Mais ce n’est qu’en 1994 que la question du port de signes religieux distinctifs s’est posée avec plus d’acuité en France, alors qu’un collège de Creil avait demandé à deux jeunes filles de retirer leur voile pour assister aux cours. Le président Jacques Chirac a commencé par passer une loi interdisant le port de signes religieux dans les écoles. Puis cette interdiction s’est élargie à toute la fonction publique. « Nous, Juifs, ne trouvons pas d’inconvénient à dire à nos enfants d’ôter la kippa en entrant à l’école », dit-il.

 

Il faut cependant rappeler que le rabbin Serfaty ne parle pas au nom de la communauté juive ultraorthodoxe, qui prêche pour sa part l’observance stricte des coutumes religieuses. Quant à la kippa, elle n’a fait apparition dans l’habillement des Juifs qu’au Moyen Âge, soutient le rabbin Serfaty.

 

La loi française a été cependant contestée par certains éléments de la communauté musulmane, reconnaît le rabbin Serfaty. Cette opposition, dit-il, est plus présente parmi les immigrants musulmans plus récemment arrivés en France, notamment parmi l’Union des organisations islamiques de France. Mais selon le rabbin Serfaty, ces pressions ne suffiront pas pour renverser la loi française.

***

Monsieur Serfaty était à Montréal à l’invitation de la Communauté sépharade unifiée du Québec pour son événement LES JOURS POUR LA PAIX, qui se déroule actuellement du 1er au 8 décembre.

42 commentaires
  • Jean-Marie Francoeur - Inscrit 4 décembre 2013 00 h 46

    Que dire de plus ?

    " Cette opposition, dit-il, est plus présente parmi les immigrants musulmans plus récemment arrivés en France, notamment parmi l’Union des organisations islamiques de France".

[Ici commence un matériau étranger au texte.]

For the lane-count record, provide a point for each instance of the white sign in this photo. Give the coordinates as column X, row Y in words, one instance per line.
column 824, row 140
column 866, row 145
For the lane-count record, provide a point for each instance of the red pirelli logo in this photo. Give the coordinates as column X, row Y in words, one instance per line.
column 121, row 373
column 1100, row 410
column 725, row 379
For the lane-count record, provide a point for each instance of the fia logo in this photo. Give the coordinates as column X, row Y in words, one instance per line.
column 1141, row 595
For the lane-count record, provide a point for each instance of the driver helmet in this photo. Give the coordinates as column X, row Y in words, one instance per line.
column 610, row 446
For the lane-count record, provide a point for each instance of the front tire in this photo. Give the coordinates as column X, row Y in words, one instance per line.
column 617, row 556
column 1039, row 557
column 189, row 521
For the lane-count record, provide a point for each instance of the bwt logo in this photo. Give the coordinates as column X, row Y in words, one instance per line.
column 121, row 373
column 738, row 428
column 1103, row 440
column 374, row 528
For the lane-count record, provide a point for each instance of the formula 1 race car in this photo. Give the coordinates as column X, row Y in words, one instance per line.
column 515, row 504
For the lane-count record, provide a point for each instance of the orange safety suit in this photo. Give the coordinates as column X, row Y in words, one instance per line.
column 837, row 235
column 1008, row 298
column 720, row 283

    Voilà de quoi faire réfléchir les opposants à la charte.

    • Mohamed Sow - Inscrit 4 décembre 2013 10 h 03

      Demandez aux Juifs de trouver la prescription de la kippa dans la Thorah tandis que que pour les Musulmans, c'est une prescription divine sans équivoque... Là est la différence!

    • Jocelyne Lapierre - Inscrite 4 décembre 2013 11 h 54

      Prescription divine ou pas, c'est une question religieuse qui ne concerne que les croyants de cette religion. Le débat de la laïcité de l'État se situe à un autre niveau.

    • Pierre Lefebvre - Inscrit 5 décembre 2013 05 h 01

      M. Sow, votre argument ne tient pas la route car tous les musulmans ne sont pas d'accord avec vous, sans ça, vos femmes seraient toutes voilées !

      PL

  • Martin Simard - Inscrit 4 décembre 2013 06 h 30

    Inspiration

    « Nous, Juifs, ne trouvons pas d’inconvénient à dire à nos enfants d’ôter la kippa en entrant à l’école »...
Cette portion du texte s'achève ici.